Tuesday, 22 February 2011

Nothing to do with me, mate



My friend Peter Quantrill was a bit shocked by the inept response of the chairman of Australia’s cricket selectors, Andrew Hilditch, following his team’s drubbing at the hands of England in the Ashes series in Sydney.

“I think we’ve done a very good job as a selection panel,” said Hilditch, unable to shoulder any responsibility for the rout.

“I figure someone in his position would have undertaken a modicum of media training,” Peter wrote to me.
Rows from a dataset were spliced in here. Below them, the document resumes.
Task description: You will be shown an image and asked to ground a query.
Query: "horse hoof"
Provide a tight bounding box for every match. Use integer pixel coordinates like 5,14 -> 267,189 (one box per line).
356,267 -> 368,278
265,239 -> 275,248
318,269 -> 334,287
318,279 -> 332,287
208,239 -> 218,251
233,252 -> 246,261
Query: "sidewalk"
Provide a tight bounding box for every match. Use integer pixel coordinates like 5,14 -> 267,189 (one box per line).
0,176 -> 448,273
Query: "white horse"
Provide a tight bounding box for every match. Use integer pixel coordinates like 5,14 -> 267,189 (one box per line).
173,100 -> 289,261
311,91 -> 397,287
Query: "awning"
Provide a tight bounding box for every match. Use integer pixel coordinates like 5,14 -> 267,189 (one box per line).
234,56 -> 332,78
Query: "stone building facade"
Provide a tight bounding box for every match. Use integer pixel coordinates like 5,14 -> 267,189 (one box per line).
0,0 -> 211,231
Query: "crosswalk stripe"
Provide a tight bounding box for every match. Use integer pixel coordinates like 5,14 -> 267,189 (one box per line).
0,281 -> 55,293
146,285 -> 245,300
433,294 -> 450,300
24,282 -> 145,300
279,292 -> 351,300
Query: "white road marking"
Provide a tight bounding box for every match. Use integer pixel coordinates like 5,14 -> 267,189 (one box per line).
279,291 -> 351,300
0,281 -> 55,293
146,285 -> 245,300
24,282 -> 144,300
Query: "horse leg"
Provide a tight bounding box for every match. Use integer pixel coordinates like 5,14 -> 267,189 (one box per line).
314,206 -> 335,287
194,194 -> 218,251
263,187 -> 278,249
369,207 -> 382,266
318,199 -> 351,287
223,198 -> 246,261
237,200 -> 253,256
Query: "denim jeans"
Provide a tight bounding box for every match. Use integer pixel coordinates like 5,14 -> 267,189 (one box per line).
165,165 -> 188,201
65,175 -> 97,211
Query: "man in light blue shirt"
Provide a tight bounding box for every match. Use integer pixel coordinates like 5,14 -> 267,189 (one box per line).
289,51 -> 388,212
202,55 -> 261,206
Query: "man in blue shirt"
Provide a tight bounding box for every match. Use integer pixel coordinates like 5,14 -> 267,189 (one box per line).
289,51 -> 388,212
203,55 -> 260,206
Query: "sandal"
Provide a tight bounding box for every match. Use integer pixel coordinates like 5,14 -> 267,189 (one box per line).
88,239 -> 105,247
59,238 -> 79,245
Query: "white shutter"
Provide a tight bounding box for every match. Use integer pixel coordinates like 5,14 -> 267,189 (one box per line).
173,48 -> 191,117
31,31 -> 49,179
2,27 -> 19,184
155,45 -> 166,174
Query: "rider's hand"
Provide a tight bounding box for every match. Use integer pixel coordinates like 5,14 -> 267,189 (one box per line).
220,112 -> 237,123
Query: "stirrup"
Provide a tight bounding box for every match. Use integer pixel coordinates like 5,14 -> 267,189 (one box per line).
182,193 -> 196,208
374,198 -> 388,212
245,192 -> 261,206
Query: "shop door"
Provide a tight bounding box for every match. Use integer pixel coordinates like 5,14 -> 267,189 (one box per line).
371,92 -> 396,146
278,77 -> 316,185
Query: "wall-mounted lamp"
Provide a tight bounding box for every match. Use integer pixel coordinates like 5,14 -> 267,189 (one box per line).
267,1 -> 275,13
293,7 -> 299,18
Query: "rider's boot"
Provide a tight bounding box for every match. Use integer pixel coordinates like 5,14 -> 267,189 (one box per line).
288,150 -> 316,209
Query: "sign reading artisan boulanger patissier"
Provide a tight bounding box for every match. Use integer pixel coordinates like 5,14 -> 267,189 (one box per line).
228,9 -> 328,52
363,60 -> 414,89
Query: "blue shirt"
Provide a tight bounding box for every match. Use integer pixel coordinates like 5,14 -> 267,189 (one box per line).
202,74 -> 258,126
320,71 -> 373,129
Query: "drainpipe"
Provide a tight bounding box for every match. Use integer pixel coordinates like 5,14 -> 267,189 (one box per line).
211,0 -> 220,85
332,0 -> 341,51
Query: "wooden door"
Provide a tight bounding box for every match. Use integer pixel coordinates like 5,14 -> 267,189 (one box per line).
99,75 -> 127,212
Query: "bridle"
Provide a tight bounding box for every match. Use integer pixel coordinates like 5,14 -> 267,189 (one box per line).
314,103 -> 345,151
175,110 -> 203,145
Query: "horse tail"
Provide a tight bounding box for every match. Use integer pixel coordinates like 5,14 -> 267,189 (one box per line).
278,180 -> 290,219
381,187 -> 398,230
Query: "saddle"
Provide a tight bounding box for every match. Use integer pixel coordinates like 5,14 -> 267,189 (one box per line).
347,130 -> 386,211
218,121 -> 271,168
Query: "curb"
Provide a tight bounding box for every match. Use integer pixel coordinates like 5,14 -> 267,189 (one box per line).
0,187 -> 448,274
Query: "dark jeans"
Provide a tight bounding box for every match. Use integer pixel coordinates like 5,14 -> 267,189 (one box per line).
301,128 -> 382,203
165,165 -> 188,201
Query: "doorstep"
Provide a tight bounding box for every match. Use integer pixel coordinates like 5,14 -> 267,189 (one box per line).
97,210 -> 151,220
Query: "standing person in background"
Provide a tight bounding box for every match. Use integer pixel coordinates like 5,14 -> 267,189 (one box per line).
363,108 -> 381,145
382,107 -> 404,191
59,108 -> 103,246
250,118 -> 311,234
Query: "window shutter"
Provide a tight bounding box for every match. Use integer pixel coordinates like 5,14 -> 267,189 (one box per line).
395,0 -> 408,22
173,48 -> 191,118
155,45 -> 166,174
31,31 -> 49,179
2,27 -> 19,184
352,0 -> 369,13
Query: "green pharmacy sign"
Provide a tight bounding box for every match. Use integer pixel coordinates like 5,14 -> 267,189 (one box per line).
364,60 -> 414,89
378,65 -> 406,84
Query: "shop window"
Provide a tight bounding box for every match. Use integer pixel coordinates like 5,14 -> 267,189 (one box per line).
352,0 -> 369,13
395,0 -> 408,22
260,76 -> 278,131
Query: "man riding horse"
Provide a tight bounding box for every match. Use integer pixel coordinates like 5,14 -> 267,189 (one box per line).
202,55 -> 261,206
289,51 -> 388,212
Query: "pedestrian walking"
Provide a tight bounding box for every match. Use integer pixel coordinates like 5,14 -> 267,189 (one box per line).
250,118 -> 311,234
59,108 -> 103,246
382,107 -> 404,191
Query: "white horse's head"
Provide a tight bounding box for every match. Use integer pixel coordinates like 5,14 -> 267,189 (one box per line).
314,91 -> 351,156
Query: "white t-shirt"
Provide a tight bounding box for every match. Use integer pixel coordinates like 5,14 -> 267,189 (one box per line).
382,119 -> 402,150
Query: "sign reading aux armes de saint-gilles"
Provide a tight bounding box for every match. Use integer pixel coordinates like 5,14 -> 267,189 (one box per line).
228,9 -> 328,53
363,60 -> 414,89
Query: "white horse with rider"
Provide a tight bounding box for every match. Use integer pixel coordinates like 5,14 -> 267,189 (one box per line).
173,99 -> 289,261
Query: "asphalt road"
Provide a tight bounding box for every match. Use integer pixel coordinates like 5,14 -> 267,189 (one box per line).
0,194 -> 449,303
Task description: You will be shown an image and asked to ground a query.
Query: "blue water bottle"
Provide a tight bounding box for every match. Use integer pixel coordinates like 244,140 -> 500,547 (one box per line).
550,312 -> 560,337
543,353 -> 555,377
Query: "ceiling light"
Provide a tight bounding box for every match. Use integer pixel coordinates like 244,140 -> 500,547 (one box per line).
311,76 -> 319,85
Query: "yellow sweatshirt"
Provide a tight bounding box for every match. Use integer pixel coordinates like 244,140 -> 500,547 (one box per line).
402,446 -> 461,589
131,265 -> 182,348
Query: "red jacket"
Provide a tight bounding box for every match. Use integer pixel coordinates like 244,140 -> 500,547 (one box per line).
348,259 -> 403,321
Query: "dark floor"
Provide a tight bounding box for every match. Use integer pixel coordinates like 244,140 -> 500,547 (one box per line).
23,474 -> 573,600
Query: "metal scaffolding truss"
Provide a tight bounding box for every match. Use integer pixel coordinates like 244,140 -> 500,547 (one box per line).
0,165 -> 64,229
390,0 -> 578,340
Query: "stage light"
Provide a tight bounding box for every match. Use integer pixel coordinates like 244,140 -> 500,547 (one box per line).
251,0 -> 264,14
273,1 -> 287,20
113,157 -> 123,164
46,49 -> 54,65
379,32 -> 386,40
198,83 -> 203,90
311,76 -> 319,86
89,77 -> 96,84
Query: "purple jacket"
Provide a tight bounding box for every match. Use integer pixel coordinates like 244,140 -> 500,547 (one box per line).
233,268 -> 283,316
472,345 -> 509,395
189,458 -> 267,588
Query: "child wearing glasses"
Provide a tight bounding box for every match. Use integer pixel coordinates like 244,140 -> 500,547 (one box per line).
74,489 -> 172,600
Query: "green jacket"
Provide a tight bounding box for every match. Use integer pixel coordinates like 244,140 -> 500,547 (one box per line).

And yesterday we had MI5’s chief of staff, giving evidence at the inquest into the 7/7 bombings in London, saying that it would be “nonsensical and offensive” to suggest that the security service bore any responsibility for the 52 deaths. (Silly me. I’d thought it was their job to detect and forestall such things.)

It all puts me in mind of the recent BP fiasco in the Gulf of Mexico.

In fact, although I occasionally coach people in media relations, I'm rather ambivalent about the value of media training. For example, if BP CEO Tony Hayward (above) had been better coached, he might not have veered wildly between the inappropriate and the obstructive, and could well still be top dog there.

In the end, I’d rather leaders were just themselves in response to media interrogation. Better for everyone in the long run.

And always better to assume responsibility.